Yes, my friends, this is the I AM.  This is God—this is our God—this is our Heavenly Father; not a proud and selfish Being, who looks down haughtily from afar off on all the misery and ignorance of the world, but as a wise man of old said, “A most merciful God, a revealer of secrets, who showeth to man the things which he knew not.”  This is our God—not a tyrant, but a Deliverer—not a condemning God, but a saving God, who wills that none should perish, who sends to seek and to save those who are lost, who sends His sun to shine on the just and the unjust, and is good to the unthankful and the evil.  A God who so loved the world which He had made, in spite of all its sin and follies, that He spared not His only begotten Son, but freely gave Him for it.  A God who sits on His throne for ever judging right, and ministering true judgment among the people, who from His throne beholds all those who dwell upon the earth, and fashions the hearts of them, and understandeth all their works.  A God who comes out of His place to visit the wrong done on the earth, and be a refuge for the oppressed, and a help in time of trouble, to help the fatherless and poor unto their right, that the men of this world be no more exalted against them.

This is our God.  This is our Father—always condescending, always patient, always loving, always just.  And always active, always working to do good to all his creatures, like that exact pattern and copy of Himself, the Lord Jesus Christ, who said, “My Father worketh hitherto, and I work.”  (John v. 17).
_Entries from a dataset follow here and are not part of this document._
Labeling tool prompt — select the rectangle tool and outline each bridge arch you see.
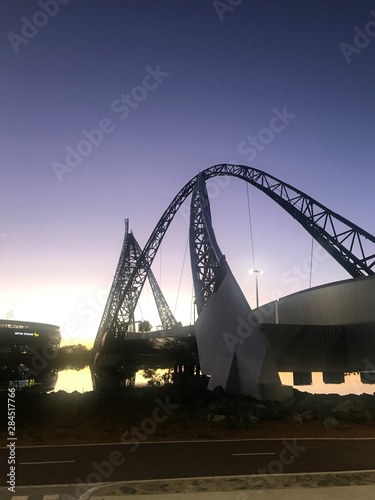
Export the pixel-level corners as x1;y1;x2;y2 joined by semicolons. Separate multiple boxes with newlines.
94;164;375;349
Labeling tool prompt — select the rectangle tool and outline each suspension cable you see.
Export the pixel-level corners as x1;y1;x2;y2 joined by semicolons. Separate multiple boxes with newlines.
246;183;256;270
309;237;314;288
173;234;189;316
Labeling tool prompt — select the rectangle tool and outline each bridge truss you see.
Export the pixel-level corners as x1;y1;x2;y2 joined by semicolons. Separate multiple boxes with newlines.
94;164;375;350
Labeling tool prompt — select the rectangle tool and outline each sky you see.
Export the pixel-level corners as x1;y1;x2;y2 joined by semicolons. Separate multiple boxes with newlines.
0;0;375;345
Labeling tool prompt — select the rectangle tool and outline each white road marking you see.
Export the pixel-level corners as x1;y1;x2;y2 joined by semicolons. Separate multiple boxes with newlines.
20;460;75;465
232;451;276;457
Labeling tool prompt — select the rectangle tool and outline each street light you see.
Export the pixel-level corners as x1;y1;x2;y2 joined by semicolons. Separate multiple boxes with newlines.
249;269;263;307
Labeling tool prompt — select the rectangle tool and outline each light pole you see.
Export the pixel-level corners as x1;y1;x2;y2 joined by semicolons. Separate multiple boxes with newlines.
249;269;263;308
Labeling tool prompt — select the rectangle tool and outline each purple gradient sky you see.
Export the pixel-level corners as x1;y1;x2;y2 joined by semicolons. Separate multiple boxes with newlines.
0;0;375;343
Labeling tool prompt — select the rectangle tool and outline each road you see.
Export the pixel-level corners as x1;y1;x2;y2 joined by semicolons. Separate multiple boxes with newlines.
0;436;375;498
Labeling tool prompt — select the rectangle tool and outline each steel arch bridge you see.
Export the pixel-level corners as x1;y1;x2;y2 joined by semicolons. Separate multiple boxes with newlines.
93;164;375;354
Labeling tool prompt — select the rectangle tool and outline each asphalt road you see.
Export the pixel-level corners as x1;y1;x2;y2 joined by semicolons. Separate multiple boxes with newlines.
0;438;375;487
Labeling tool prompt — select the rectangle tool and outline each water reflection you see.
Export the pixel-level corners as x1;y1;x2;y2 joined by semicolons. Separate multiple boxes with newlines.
0;364;58;392
0;364;375;395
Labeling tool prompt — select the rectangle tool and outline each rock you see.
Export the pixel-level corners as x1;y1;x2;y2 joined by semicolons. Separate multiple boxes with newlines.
333;408;355;422
354;399;370;411
288;412;302;424
353;410;374;424
338;399;355;410
301;410;315;422
323;417;340;429
294;397;316;413
211;415;226;422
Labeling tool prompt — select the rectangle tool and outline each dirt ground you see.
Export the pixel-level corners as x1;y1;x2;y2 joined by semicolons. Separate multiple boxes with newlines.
0;386;375;446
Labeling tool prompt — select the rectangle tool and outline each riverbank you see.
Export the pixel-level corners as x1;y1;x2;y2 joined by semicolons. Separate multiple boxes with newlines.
0;386;375;446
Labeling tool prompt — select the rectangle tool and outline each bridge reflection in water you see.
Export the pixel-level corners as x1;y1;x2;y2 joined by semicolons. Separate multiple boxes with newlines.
93;164;375;399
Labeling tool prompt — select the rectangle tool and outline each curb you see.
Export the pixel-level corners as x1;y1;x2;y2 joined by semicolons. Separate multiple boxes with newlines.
83;471;375;500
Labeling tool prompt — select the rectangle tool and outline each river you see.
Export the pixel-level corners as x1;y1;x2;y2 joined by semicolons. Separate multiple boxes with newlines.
54;367;375;395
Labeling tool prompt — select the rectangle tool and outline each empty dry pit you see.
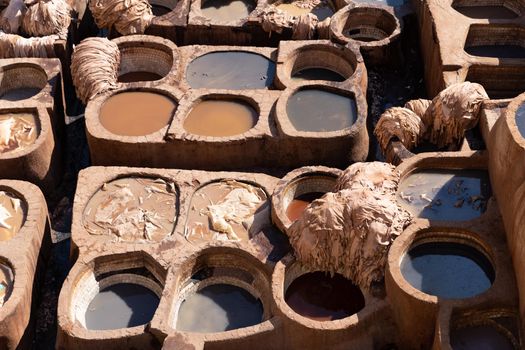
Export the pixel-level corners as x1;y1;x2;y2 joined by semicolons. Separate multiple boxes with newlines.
83;177;178;242
0;63;47;101
284;44;357;82
397;169;492;221
330;6;399;43
115;37;178;83
452;0;525;19
183;95;259;137
69;254;163;331
0;188;27;241
286;87;357;132
186;51;275;90
465;25;525;58
400;232;495;299
201;0;257;23
0;112;40;154
99;90;177;136
184;179;271;242
173;249;271;333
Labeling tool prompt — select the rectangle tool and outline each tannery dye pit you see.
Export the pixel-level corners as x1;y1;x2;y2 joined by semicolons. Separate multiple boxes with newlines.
86;283;159;330
177;284;263;333
184;100;257;137
186;51;275;90
99;91;177;136
401;242;495;299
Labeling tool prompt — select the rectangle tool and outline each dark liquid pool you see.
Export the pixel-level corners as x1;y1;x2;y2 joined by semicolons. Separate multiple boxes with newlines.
86;283;159;330
284;271;365;321
286;89;357;132
450;325;514;350
286;192;324;221
186;51;275;90
401;242;494;299
177;284;263;333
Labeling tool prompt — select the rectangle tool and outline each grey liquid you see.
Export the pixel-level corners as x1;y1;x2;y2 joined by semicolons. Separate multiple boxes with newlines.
401;242;494;299
286;89;357;132
86;283;159;330
454;6;518;19
0;88;42;101
186;51;275;90
516;103;525;137
450;326;514;350
465;45;525;58
397;170;491;221
292;68;346;82
177;284;263;333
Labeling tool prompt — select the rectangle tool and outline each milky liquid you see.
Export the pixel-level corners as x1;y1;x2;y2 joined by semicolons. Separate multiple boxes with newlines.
397;169;491;221
99;91;177;136
176;284;263;333
186;51;275;90
401;242;494;299
0;113;40;154
184;100;257;137
0;191;27;241
285;272;365;321
286;89;357;132
201;0;255;22
86;283;159;330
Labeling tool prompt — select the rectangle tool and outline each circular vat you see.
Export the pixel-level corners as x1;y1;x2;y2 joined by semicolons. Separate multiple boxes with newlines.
271;0;337;22
449;310;520;350
148;0;179;16
174;248;271;333
339;7;397;42
70;254;165;331
452;0;525;19
397;169;492;221
83;176;179;242
118;41;175;83
0;188;27;241
0;260;15;307
0;111;40;155
183;95;259;137
286;87;357;132
99;91;177;136
201;0;257;23
283;262;365;321
0;63;47;101
186;51;275;90
285;45;357;82
282;173;337;222
400;232;495;299
184;179;271;243
515;103;525;138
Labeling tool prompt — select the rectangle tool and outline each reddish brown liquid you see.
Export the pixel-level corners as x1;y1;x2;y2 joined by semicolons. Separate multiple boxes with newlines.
118;72;162;83
286;192;324;221
285;271;365;321
100;91;176;136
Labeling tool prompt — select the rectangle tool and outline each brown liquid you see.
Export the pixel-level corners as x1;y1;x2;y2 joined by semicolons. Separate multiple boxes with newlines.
286;89;357;132
201;0;255;22
84;177;177;242
450;326;514;350
0;113;39;153
455;6;518;19
100;91;177;136
0;264;15;306
185;180;271;242
285;271;365;321
0;191;26;241
118;72;162;83
184;100;257;137
286;192;324;221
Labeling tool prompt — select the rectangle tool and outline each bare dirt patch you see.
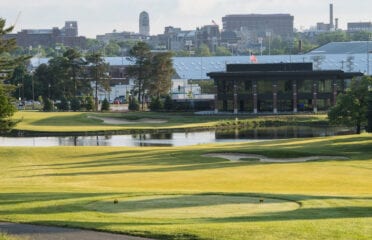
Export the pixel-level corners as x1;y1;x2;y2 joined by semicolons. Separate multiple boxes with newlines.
203;153;349;163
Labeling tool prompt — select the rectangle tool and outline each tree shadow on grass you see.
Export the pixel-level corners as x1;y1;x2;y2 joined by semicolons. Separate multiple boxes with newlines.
0;192;372;223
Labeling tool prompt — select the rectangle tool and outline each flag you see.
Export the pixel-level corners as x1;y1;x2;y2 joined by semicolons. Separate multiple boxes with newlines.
250;54;257;63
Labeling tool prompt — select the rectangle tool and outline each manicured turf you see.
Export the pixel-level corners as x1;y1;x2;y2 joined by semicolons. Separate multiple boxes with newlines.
0;134;372;240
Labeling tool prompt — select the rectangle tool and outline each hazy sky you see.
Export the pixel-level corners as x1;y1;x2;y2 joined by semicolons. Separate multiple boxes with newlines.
0;0;372;38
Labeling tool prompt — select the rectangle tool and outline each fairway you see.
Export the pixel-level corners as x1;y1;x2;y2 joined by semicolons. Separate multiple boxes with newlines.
0;134;372;240
88;194;300;219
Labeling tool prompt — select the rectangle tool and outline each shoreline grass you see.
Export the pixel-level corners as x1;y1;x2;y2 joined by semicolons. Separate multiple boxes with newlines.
0;134;372;239
14;111;328;134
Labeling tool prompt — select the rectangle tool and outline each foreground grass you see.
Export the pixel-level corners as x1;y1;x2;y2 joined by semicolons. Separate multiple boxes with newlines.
0;134;372;239
0;232;26;240
14;111;327;132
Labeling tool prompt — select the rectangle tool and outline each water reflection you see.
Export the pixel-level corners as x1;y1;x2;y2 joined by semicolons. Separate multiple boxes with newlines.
0;126;347;147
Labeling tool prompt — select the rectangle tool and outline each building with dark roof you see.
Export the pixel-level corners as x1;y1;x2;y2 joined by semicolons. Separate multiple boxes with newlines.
139;11;150;36
207;63;363;114
7;21;86;48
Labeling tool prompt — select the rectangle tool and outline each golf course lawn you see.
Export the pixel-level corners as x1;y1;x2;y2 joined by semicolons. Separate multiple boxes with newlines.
0;134;372;240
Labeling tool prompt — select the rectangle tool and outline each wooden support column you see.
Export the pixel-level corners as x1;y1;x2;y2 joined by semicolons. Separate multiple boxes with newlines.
273;80;278;114
292;80;298;113
214;84;218;113
332;79;337;106
252;80;258;114
234;81;238;114
313;80;318;113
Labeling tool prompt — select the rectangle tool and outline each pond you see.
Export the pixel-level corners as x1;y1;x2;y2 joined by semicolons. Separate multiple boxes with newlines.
0;126;350;147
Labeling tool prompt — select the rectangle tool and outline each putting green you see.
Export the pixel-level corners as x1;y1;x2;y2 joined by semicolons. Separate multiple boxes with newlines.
87;194;300;219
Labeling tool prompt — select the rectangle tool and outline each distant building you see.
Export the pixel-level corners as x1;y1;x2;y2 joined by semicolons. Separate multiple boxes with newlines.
197;24;221;53
222;14;294;39
139;11;150;36
96;31;144;44
347;22;372;32
316;22;331;32
149;26;197;52
7;21;86;48
208;63;363;114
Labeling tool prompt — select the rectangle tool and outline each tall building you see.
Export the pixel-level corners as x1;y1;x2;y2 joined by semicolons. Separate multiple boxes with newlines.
197;25;221;53
139;11;150;36
347;22;372;32
8;21;86;48
222;14;294;38
62;21;78;37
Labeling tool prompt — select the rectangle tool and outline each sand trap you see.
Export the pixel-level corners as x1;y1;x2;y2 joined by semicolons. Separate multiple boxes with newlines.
88;116;168;125
203;153;349;163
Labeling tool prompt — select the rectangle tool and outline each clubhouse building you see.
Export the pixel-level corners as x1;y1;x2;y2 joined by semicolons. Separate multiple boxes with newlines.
207;63;363;114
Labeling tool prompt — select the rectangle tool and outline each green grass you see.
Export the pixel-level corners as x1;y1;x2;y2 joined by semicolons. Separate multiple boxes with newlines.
0;134;372;239
0;232;24;240
14;111;327;132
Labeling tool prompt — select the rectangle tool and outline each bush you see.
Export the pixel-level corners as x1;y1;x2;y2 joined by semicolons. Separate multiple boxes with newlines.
85;96;94;111
58;97;70;111
101;98;110;111
164;95;174;111
71;97;81;112
149;97;163;111
128;97;139;111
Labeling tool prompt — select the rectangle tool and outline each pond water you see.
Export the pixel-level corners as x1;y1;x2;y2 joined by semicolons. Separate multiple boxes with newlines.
0;126;349;147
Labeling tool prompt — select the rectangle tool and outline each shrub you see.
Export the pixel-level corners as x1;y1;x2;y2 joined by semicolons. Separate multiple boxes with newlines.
85;96;94;111
101;98;110;111
71;97;81;112
128;97;139;111
43;98;54;112
164;95;174;111
58;97;70;111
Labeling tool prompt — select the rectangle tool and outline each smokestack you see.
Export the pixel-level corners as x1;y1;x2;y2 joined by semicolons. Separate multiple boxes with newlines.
329;3;334;30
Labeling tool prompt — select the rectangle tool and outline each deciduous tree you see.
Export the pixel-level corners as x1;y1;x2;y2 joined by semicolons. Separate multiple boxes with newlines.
328;76;372;134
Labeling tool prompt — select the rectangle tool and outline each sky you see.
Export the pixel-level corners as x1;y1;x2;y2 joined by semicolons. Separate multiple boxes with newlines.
0;0;372;38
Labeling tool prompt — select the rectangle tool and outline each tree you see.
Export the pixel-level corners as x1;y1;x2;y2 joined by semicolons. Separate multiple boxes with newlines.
101;98;110;112
328;76;372;134
0;18;27;131
148;52;175;98
61;48;85;97
127;42;152;110
86;53;110;111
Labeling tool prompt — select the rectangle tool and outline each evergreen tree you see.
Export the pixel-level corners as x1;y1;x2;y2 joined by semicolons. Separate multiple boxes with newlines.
328;76;372;134
147;52;175;98
127;42;152;110
86;53;110;111
0;18;26;132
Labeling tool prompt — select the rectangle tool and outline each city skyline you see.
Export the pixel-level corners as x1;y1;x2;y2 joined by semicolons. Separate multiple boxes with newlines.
0;0;372;38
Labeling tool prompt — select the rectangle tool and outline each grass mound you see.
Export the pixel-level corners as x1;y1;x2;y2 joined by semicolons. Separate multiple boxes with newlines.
88;194;299;219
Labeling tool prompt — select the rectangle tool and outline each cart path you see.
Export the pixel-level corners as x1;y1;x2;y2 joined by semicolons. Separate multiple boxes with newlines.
0;222;150;240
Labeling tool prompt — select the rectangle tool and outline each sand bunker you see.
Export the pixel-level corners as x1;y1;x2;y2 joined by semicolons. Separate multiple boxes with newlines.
203;153;349;163
88;116;167;125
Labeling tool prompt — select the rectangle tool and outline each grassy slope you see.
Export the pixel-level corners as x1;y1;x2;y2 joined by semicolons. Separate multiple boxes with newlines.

But again: “I AM hath sent me unto you.”

Unto whom?  Who was Moses sent to?  To the Children of Israel in Egypt.  And what sort of people were they?  Were they wise and learned?  On the contrary they were stupid, ignorant, and brutish.  Were they pious and godly?  On the contrary they were worshipping the foolish idols of the Egyptians—so fond of idolatry that they must needs make a golden calf and worship it.  Were they respectable and cleanly livers?  Were they teachable and obedient?  On the contrary, they were profligate, stiff-necked, murmurers, disobedient, unwilling to trust God’s goodness, though He had shown them all those glorious signs and wonders for their sakes, and brought them out of Egypt with a mighty hand and a stretched-out arm.  Were they high-spirited and brave?  On the contrary, they were mean-spirited and cowards, murmuring against Moses and against God, if anything went wrong, for setting them free; ready to go back and be slaves to the Egyptians rather than face danger and fight; looking back and longing after the flesh-pots of Egypt, where they eat bread to the full, and willing to be slaves again and have all their men children drowned in the river, and themselves put to hard labour in the brick kilns, if they could only fill their stomachs.  And even at best when Moses had brought them to the very edge of that rich land of Canaan, which God had promised them, they were afraid to go into it, and win it for themselves; and God had to send them back again, to wander forty years in the wilderness, till all that cowardly, base, first generation, who came up out of Egypt was dead, and a new generation had grown up, made brave and hardy by their long training in the deserts, and taught to trust and obey God from their youth; and so able and willing to conquer the good land which God had promised them.

Altogether the Children of Israel, to whom God sent Moses, were plainly an ignorant, brutish, cowardly set of people, fallen lower far than the negroes of South America, fit to be slaves and nothing better.